Visualizing the Opioid Epidemic

It’s been a while since my last blog post, for a couple reasons: the Ultimate season began and took up much of my free time, and it has been almost two years since the 2016 election- so there’s not a lot of new political data to analyze. Hopefully, now that Ultimate is over for the year and the midterms are right around the corner, I will be able to do some more analysis in the coming months. I’m especially interested in continuing to look for electoral anomalies, seeing as how the Russians appear to again be meddling in the midterms.

But until then, I wanted to share a visualization that I made of the rapid rise of the opioid epidemic:

Figure 1: Annual drug poisoning rate per 100,000 people by county. The epidemic started in Appalachia and New Mexico, but has since spread to nearly every corner of the country.
Figure 1: Annual drug poisoning rate per 100,000 people by county. The epidemic started in Appalachia and New Mexico, but has since spread to nearly every corner of the country.
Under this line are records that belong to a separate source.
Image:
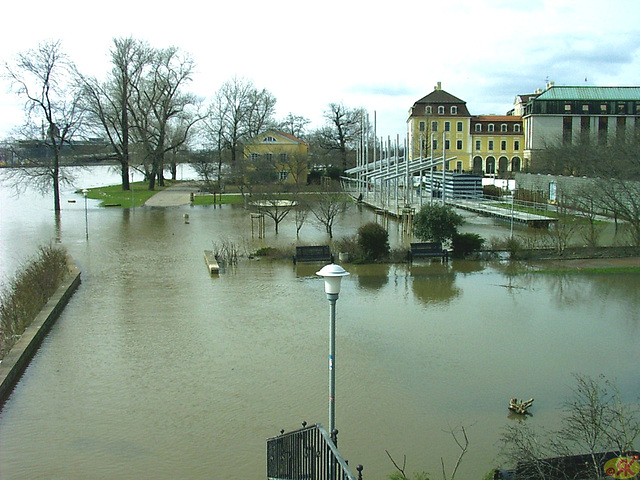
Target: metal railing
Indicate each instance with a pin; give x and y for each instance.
(307, 453)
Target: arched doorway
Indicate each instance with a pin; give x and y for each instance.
(490, 166)
(503, 164)
(477, 165)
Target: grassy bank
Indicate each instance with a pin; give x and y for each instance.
(113, 195)
(24, 296)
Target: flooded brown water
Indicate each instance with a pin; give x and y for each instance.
(158, 370)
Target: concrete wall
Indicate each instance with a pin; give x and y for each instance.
(15, 362)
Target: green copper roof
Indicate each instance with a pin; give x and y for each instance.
(591, 93)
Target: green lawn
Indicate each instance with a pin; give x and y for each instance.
(113, 195)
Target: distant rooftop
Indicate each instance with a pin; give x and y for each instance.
(587, 93)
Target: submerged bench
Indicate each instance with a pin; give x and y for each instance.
(428, 250)
(315, 253)
(212, 263)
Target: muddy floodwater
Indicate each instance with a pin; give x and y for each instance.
(156, 369)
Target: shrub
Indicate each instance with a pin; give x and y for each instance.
(466, 243)
(26, 294)
(492, 191)
(373, 241)
(436, 222)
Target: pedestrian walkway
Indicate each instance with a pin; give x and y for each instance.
(174, 196)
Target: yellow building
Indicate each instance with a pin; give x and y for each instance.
(497, 144)
(484, 145)
(285, 153)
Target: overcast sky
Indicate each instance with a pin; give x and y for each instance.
(382, 56)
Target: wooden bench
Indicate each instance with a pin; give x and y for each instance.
(315, 253)
(428, 250)
(211, 261)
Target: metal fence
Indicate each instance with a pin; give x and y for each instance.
(308, 453)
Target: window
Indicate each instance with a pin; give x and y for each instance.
(567, 130)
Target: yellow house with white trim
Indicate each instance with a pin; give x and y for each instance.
(483, 145)
(287, 154)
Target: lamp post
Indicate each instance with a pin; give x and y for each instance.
(86, 217)
(332, 274)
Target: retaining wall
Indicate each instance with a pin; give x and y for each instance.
(15, 362)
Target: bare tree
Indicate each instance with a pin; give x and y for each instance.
(163, 112)
(274, 206)
(109, 103)
(342, 130)
(326, 207)
(43, 77)
(595, 421)
(294, 124)
(238, 112)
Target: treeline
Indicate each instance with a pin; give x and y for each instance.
(144, 109)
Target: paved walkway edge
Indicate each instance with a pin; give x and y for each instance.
(17, 360)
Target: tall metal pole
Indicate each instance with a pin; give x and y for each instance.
(332, 297)
(86, 215)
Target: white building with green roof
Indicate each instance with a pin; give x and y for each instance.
(562, 115)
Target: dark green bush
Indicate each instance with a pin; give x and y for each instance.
(23, 297)
(492, 191)
(466, 243)
(436, 222)
(373, 241)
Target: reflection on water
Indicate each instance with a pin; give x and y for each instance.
(157, 369)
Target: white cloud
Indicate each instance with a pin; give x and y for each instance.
(383, 58)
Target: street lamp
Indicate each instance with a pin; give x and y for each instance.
(86, 217)
(332, 274)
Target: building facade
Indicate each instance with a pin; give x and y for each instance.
(285, 153)
(561, 115)
(484, 145)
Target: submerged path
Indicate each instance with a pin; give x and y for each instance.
(174, 196)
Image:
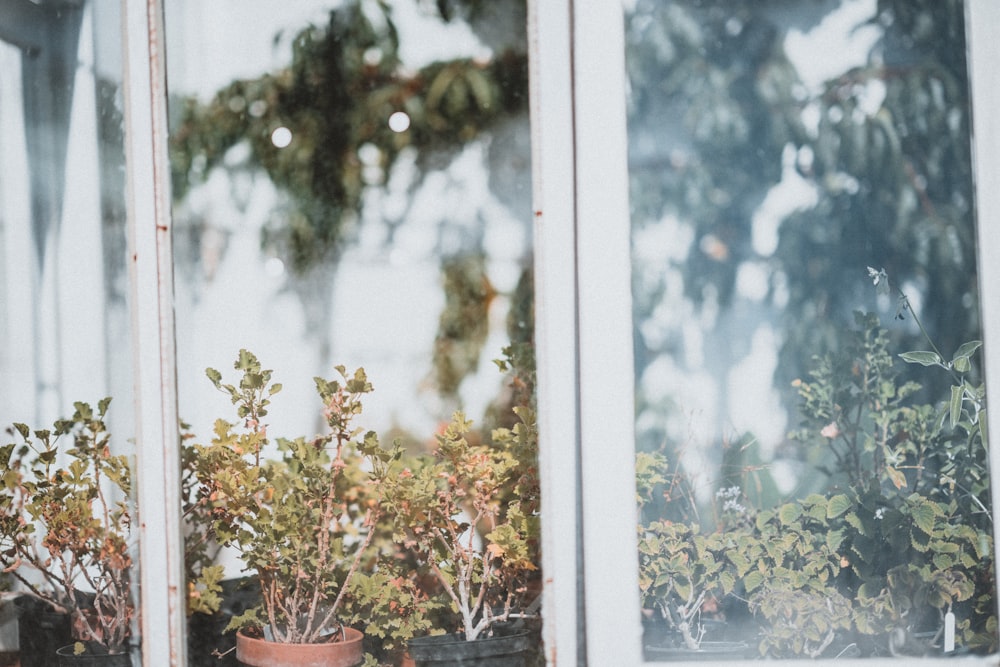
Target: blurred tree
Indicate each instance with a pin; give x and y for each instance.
(719, 115)
(335, 98)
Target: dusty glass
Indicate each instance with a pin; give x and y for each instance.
(65, 326)
(351, 187)
(809, 401)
The data for the animation above comes from the CDC, and covers the years 1999 through 2015. One caveat of note: this data is the total drug poisoning rate, including overdoses from non-opioids. But it’s safe to say that the bulk of the deaths in the animation come from opioids. Just consider Rio Arriba County, New Mexico: at first I thought that the high rate there was a typo in the data, but it is in fact mostly related to heroin and other opioids.

I should also note that the CDC doesn’t give exact numbers for the drug poisoning rate, but gives a range (e.g. 10.1-12.0 per 100,000). I used the lower end of the range to be conservative, meaning the actual rate is higher than it is shown in the animation. Because the maximum range given by the CDC data is just “greater than 30”, in some counties (like Rio Arriba) the true rate is actually much higher.